Rutgers School of Environmental and Biological Sciences [Dept. of Entomology]

Aedes albopictus (Skuse)


by Wayne J. Crans, Rutgers University

(See also Morphological Comparisons of several Aedes/Ochlerotatus species)

 

Subgenus: Aedes

Type of Life Cycle: Multivoltine Aedes, Ae. triseriatus Type

Typical Habitat: Artificial Container

Larvae Present: All Season

Head Hairs:

Upper: Single

Lower : Single

Antenna:

Length: Much shorter than head

Tuft: Single, very short, inserted at middle of shaft

Abdominal Hairs (Segments III-VI): 2-2-2-1

Comb Scales: Single Row

Siphon:

Index: 2.5

Tuft: 2-3 Short, Sparse Hairs

Pecten: Evenly Spaced

Anal Segment:

Saddle: Nearly a complete ring

Precratal tufts: None

Other: Dorsal brush of anal segment consisting of 4 long single hairs (Similar to that seen in Ae. abserratus)
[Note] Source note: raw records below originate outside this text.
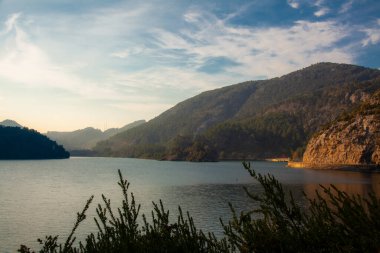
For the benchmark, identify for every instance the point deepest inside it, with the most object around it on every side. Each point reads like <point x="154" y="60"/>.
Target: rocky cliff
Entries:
<point x="354" y="139"/>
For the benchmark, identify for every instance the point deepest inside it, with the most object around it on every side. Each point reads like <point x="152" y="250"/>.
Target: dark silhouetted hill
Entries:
<point x="10" y="123"/>
<point x="22" y="143"/>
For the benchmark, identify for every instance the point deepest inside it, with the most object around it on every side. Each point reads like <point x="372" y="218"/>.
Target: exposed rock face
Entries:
<point x="353" y="141"/>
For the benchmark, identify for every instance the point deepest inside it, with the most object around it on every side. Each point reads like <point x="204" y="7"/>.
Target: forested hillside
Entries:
<point x="251" y="120"/>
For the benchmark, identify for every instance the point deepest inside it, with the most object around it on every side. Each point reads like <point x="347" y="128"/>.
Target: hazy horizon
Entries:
<point x="67" y="65"/>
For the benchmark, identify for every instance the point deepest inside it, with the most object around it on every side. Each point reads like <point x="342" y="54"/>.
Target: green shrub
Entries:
<point x="336" y="223"/>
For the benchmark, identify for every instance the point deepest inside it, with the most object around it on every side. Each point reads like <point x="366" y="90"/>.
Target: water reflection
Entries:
<point x="353" y="183"/>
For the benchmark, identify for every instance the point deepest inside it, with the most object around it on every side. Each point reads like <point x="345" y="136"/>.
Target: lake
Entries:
<point x="42" y="197"/>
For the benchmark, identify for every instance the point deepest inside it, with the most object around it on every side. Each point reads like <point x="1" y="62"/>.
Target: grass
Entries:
<point x="337" y="222"/>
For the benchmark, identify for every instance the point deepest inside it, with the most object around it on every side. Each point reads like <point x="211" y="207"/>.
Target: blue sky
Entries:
<point x="66" y="65"/>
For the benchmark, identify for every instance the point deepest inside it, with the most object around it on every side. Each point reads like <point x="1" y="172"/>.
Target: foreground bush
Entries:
<point x="336" y="223"/>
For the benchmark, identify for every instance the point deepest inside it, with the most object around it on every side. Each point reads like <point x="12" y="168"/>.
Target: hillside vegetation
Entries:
<point x="353" y="139"/>
<point x="250" y="120"/>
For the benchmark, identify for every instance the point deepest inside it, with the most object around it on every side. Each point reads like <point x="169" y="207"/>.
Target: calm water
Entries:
<point x="38" y="198"/>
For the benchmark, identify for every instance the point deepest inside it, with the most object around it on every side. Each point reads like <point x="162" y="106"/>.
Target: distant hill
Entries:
<point x="10" y="123"/>
<point x="23" y="143"/>
<point x="250" y="120"/>
<point x="85" y="139"/>
<point x="353" y="139"/>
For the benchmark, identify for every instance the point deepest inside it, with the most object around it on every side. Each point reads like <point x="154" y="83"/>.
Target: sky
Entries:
<point x="71" y="64"/>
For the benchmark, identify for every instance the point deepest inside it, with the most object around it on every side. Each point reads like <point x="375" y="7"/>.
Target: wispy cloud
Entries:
<point x="346" y="6"/>
<point x="257" y="51"/>
<point x="372" y="35"/>
<point x="25" y="63"/>
<point x="294" y="4"/>
<point x="322" y="9"/>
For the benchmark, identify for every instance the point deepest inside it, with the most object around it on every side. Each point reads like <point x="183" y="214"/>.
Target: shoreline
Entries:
<point x="345" y="167"/>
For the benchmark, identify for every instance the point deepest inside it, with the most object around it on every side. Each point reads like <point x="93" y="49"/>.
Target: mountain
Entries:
<point x="23" y="143"/>
<point x="10" y="123"/>
<point x="353" y="139"/>
<point x="250" y="120"/>
<point x="85" y="139"/>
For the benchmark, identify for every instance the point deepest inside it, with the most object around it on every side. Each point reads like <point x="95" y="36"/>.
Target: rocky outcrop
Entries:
<point x="354" y="140"/>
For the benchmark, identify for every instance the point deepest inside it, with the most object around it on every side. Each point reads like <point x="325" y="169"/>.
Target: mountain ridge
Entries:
<point x="258" y="102"/>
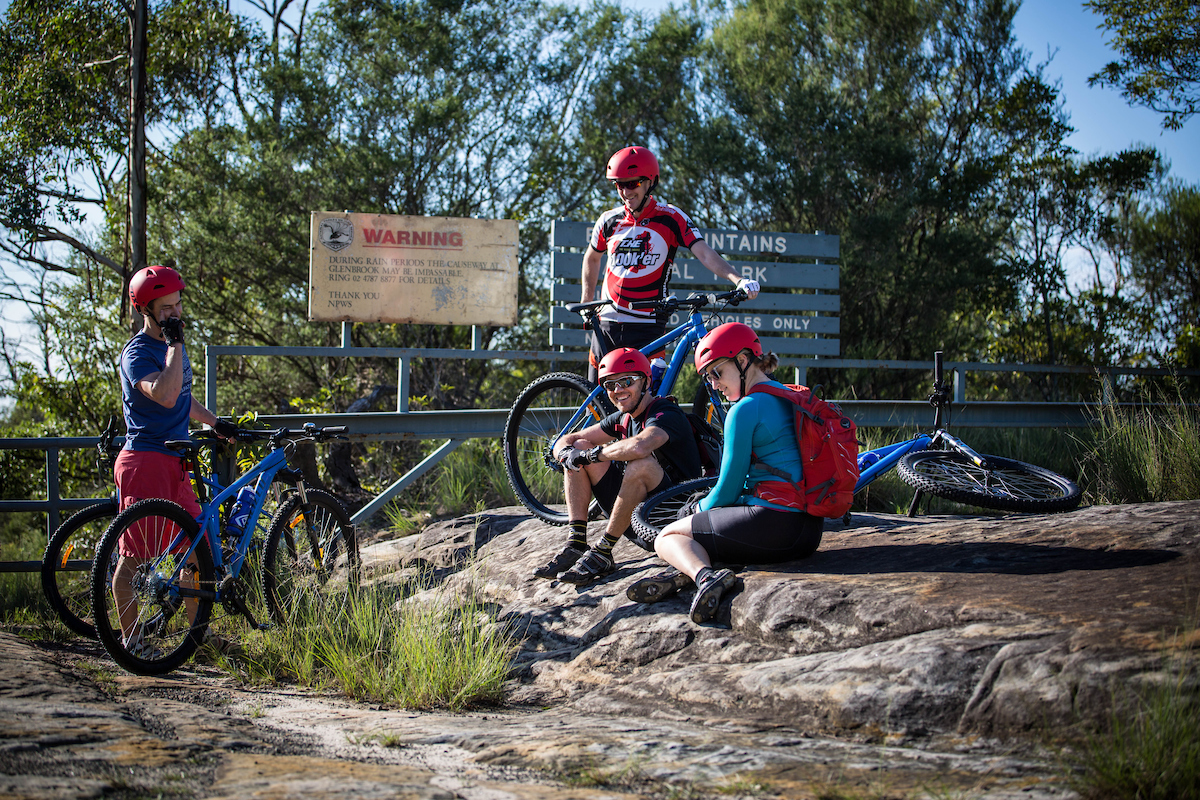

GEOGRAPHIC DISTRIBUTION: The Asian Tiger Mosquito, Ae. albopictus, was first detected in New Jersey at Keyport, a coastal town on Raritan Bay in Monmouth Co. A report from Florida indicated that Ae. albopictus was also present in the southern portion of the state. Further surveillance revealed that breeding populations were established in Salem and Cumberland Counties. The Keyport record is of particular interest because it represents the most northern collection site for this species on the eastern seaboard. Aedes albopictus was first collected in the United States at a tire dump near Houston, TX in 1985. The species spread rapidly through the southern United States and has been documented in 25 states over the last decade. Although isolated records of Ae. albopictus have been reported as far north as Chicago in the Midwest, the mosquito has been slow to expand its range northward along the Atlantic coast. The 0 C daily mean January isotherm has been used as a conservative estimate for the northern limit of this mosquito's overwintering range in North America. Keyport, NJ is just 30 mi. South of that theoretical barrier, thus, the mosquito may be very close to the geographical limits that allow for successful overwintering in egg diapause.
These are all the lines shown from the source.